All governments have interests and use power to pursue those goals. When officials from Sweden, Switzerland, Denmark, Norway, and another dozen nations use their “soft power” to fund dozens of Israeli groups, such as Breaking the Silence, Yesh Din, and the Public Committee Against Torture in Israeli, whose officials travel the world declaring that Israel is a nation of war criminals, these groups are also promoting the interests of their sponsors.
(In contrast, the U.S. government generally does not fund Israeli political advocacy NGOs, and the few exceptions, such as the ill-advised attempt to use the “Geneva Initiative” organization, ended quickly.)
In election after election, the governments chosen by Israeli voters have differed with European positions. However, by massively funding opposition NGOs, many of which claim to promote human rights (although they do this selectively), Europe tries to interfere with and manipulate the legitimate outcome of Israeli elections.
In fact, some NGO officials are simply rejected politicians, who, after failing to get Knesset positions, have used foreign funds to exert power they could not obtain otherwise. A heavy shroud of secrecy surrounds the budgets of these Israeli political groups.
In most European nations, the details are more tightly held than military plans, and no parliamentary hearings are held to discuss the legitimacy, wisdom or implications of such funding. The decision making processes are also completely non-transparent, leaving open the possibility that these policies are made in violation of due process of law, as was recently uncovered in the case of Canadian NGO funding.
In theory, Israeli NGOs should be covered by the existing reporting requirements for non-profits, but in practice, many political advocacy groups have found ways to avoid such transparency by registering under different frameworks, or avoiding any Israeli oversight mechanism.
The new legislation, which is based on the U.S. Foreign Agents Registration Act, is designed to prevent these exceptions, and to promote the public’s right to know who and what forces are behind powerful political campaigns that take place outside, and often in direct opposition to, the electoral process.

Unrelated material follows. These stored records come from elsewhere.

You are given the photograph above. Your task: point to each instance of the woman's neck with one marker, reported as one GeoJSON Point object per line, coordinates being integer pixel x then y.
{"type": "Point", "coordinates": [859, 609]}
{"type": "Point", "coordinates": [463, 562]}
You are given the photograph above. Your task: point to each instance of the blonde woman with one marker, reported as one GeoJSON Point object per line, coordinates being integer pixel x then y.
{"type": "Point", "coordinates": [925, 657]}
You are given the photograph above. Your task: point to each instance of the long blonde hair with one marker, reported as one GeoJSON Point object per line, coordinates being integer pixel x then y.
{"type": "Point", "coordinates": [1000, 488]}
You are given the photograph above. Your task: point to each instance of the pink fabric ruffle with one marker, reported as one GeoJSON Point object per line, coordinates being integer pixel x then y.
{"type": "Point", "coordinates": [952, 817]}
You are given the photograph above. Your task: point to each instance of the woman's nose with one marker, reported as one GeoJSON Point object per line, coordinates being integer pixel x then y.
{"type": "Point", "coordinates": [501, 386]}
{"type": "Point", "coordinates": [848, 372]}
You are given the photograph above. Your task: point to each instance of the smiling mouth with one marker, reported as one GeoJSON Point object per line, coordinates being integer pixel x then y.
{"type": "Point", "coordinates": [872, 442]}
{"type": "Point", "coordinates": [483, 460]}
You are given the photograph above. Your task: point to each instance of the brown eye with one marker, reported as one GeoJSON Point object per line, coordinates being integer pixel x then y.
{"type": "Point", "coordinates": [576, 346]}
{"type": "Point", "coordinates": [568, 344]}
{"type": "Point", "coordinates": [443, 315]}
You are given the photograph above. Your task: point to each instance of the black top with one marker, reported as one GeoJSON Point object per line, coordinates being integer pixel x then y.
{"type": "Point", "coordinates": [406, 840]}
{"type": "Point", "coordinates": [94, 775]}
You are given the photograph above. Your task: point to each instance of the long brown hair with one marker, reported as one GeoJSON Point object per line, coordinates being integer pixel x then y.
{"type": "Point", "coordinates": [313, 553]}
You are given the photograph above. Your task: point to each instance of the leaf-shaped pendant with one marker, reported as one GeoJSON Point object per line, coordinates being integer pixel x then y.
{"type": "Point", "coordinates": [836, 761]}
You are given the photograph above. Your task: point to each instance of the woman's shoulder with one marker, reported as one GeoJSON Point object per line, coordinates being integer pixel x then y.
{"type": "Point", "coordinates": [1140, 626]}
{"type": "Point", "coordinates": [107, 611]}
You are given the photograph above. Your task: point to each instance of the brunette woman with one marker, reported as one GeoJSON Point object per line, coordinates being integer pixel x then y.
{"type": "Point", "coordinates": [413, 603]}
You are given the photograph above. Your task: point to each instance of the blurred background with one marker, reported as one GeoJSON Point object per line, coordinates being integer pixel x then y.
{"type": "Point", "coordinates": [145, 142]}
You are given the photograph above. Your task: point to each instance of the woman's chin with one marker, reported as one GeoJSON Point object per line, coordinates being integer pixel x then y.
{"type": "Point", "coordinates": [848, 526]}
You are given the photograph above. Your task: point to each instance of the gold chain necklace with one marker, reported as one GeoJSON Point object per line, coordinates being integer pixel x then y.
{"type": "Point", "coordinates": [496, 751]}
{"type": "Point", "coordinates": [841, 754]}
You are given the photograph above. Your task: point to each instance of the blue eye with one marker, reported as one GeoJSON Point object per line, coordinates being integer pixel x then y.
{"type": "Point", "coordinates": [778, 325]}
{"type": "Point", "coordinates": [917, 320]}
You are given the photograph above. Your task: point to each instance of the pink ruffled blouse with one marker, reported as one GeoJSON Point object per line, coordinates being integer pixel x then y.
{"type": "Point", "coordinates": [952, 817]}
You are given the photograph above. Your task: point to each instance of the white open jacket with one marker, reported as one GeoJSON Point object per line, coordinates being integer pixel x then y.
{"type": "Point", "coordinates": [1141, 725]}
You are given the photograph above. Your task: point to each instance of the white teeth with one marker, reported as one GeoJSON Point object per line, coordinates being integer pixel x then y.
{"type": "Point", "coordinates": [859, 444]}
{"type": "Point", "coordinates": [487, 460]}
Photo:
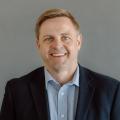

Had the NGO recipients endorsed this transparency legislation, instead of falsely denouncing it as anti-democratic, the proposed investigations aimed only at one side of the political spectrum (and misdirected at alleged Arab government funding) would not have been introduced.
With the adoption of regulation for reporting of foreign government funds, the door is open to expanding transparency for private foreign funding for Israeli groups across the political spectrum.
The writer is president of NGO Monitor, a Jerusalem-based research institution that tracks NGOs, particularly in the Middle East.